It was the first museum in the world to be open to the public. The history of the Pinacoteca and the library goes hand in hand, as this was also the first library to be open to the public. The book collection includes prestigious volumes, among them Petrarch’s Virgil with illuminated manuscript by Simone Martini and Da Vinci’s Codex Atlanticus, donated in 1637 by Galeazzo Arconati.

In fact, cardinal’s plan was to display art with its symbology and evocative power to serve Christian values reaffirmed by the Council of Trent (1545-1563), which were threatened by the diffusion of the Protestant reformation.

The academy was added in 1637 and transferred to Brera in 1776. It was supposed to be an artistic school of painting, sculpture and architecture which would allow the students to learn from the great models of the history.

The building was designed by architect Fabio Mangone (1587-1629) and it is located in the city center. The space is expanded over 1500 square meters and divided into twenty-two rooms. The cardinal illustrated the works and the objects himself in his book in Latin, Museum (1625), which still today represents the main nucleus of the Pinacoteca.

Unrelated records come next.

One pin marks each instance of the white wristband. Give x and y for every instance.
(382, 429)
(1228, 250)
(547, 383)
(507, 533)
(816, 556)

Through commissions and purchases Federico Borromeo’s collection grew with the paintings of Lombard and Tuscan schools, among them works by Raphael, Correggio and Bernardino Luini and casts from Leone Leoni’s workshop, arriving to a total of 3000 artworks of which 300 are exhibited.

There are great masterpieces such as the Portrait of a Musician by Leonardo Da Vinci (1480), Madonna del Padiglione by Botticelli (1495), the cartoon for the School of Athens by Raphael (before 1510), the Holy Family with St. Anne and Young St. John by Bernardino Luini (1530) and the Rest on the Flight into Egypt by Jacopo Bassano (1547).

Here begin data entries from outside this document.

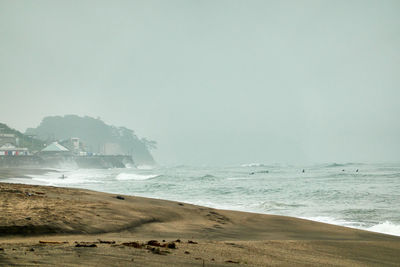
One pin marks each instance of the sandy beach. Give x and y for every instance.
(47, 226)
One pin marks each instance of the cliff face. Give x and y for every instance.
(96, 136)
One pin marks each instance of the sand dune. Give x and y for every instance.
(64, 218)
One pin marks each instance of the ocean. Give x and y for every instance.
(338, 194)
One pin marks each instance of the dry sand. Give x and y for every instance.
(48, 226)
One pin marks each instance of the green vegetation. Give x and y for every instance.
(24, 140)
(96, 136)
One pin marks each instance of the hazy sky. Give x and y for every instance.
(221, 82)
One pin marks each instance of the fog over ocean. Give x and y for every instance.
(332, 193)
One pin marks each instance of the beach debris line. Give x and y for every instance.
(52, 242)
(86, 245)
(106, 242)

A great part of the collection is dedicated to landscape and to still life, because the Cardinal saw the nature as an important tool raising the human mind into the Divine. For this reason, Federico collected Caravaggio’s Basket of Fruit and the miniature paintings by Jan Brueghel and Paul Brill.

After the cardinal’s death the collection was enriched with the donations of the artworks from 15th and 16th centuries, such as the frescoes by Bramantino and Antonio Canova and Bertel Thorvaldsen’s marble self-portraits. Museo Settala, one of the first museums in Italy, founded by canonical Manfredo Settala (1600-1680), was joined to Pinacoteca Ambrosiana in 1751. The museum is a sort of science history museum with a variety of curiosities of all time.

During the period of growth, the museum required some structural and architectural changes as well, including the expansion of the exhibition halls between 1928 and 1931, which were decorated with 13th century miniature motifs of Ambrosian codes, and between 1932 and 1938 a new series of restorations was implemented under the guidance of Ambrogio Annoni. The renowned readjustment in 1963 was curated by architect Luigi Caccia Dominioni and the museum excursus was concluded with the current reorganization between 1990 and 1997.